May 28, 2026 @ 7:42 pm
What Ella Langley has done has been historic, verified by statistics and benchmarks she has achieved. If anything, I could be writing more stories about all of the records she’s been setting. Also, I have written all of two articles with Ella Langley in the title over the last month, and both of those titles she split with others, one with Morgan Wallen, and the other with Cody Johnson. I also haven’t written about her in two weeks.

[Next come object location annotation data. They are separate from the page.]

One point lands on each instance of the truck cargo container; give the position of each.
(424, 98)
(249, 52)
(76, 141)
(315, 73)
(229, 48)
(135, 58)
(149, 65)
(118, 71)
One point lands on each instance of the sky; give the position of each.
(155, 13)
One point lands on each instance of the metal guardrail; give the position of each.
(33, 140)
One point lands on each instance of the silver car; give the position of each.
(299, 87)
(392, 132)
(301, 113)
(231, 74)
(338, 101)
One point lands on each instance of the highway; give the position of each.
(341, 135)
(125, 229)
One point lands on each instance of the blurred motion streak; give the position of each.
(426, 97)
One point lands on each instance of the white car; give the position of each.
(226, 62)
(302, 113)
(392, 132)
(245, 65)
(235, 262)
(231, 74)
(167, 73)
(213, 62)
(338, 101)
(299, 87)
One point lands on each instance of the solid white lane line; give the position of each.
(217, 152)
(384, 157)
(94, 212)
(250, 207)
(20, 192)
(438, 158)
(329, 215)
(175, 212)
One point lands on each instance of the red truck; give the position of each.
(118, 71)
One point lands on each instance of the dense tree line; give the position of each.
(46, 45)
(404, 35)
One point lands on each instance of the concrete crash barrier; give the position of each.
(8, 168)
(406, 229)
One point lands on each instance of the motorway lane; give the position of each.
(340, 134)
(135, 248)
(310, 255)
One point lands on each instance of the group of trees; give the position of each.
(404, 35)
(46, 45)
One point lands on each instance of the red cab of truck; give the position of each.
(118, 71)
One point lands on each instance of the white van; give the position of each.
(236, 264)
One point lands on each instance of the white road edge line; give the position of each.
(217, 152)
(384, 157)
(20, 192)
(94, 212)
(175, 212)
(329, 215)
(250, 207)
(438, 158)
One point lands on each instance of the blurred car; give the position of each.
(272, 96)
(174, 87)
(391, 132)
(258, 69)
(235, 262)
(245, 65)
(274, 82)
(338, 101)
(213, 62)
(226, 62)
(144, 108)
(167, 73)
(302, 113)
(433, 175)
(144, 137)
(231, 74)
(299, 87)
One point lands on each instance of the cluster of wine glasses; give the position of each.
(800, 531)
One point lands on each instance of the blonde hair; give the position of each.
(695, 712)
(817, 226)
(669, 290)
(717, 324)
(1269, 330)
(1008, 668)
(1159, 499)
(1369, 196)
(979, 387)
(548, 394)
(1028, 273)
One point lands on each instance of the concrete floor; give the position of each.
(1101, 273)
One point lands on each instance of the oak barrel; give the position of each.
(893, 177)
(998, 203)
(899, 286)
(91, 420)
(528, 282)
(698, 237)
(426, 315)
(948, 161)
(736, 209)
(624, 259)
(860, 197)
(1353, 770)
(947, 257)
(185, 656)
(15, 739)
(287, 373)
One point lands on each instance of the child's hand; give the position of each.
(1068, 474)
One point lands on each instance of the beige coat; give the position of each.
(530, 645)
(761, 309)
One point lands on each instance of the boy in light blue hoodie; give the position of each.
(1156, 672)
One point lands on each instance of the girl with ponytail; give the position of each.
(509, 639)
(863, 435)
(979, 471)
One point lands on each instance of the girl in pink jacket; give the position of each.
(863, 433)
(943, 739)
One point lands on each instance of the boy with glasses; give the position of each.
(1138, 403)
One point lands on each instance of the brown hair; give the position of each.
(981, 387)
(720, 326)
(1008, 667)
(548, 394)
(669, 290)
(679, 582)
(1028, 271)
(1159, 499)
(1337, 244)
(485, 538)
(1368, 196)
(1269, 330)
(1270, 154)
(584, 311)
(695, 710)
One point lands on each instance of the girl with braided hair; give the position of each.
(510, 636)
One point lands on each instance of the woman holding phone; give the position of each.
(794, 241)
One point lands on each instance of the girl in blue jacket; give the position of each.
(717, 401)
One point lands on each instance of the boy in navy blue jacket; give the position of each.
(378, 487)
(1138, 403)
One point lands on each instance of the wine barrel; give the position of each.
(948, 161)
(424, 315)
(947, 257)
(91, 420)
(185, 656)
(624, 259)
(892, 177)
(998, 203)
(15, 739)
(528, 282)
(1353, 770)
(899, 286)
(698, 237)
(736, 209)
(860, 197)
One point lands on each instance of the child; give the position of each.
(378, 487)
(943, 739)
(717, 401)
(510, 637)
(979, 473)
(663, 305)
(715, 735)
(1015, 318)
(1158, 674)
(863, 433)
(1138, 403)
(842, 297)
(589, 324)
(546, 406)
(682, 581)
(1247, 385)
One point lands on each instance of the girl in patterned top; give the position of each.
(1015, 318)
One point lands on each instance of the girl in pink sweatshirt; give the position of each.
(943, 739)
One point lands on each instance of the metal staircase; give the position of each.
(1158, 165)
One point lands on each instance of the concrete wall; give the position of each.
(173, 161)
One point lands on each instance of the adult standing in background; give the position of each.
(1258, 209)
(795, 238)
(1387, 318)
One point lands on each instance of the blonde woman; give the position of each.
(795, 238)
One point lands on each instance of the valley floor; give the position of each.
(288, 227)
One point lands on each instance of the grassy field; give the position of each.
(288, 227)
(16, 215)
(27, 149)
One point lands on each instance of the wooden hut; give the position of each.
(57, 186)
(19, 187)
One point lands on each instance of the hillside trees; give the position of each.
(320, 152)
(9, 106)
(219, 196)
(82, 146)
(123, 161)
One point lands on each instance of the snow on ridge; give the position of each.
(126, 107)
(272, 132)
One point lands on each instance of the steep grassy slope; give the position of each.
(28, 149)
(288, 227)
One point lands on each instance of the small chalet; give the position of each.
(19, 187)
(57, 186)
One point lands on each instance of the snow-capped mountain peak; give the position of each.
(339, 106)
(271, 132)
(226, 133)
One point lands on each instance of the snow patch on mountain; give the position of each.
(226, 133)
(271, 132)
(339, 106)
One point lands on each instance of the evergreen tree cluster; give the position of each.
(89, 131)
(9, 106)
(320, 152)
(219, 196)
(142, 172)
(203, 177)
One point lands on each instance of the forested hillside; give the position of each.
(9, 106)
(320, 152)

Whenever I get accused of obsessing over an artist, it’s often a two way street with whoever is making that accusation.
May 28, 2026 @ 8:46 pm
Historic is an overused term. Even with wallen, a lot of his big numbers and streaks are based off below average songs, so him n langley do have that. But like i say, when its someone you are pushing for you never say an award or a nomination didnt matter. I mean thats fine and all. Maybe i would feel differently if it was someone i liked, i dont know. I mean i do like wallen but since dangerous i believe it was, not good with album titles, his albums have been weak or getting weaker. I just feel once you pick a hill you should stay there. I think all these awards shows are tainted anymore, regardless of who is getting the noms n such. You seem to kind of bounce around depending on the who but all i said was i found it funny meaning ironical. But its all good.
May 28, 2026 @ 8:40 pm
Total Jubilation!
May 29, 2026 @ 7:45 am
Sam Barber is great, the only whining I see is this article and the comments.
May 29, 2026 @ 9:39 am
I saw him at the Ryman a few years ago and it is a show that made me feel really old. It was a very young crowd and it was one of those shows where the sound just was not right. I have listened to his last and this album and both have a good number of good songs. Country or not, I think probably not really, his albums are worth a listen.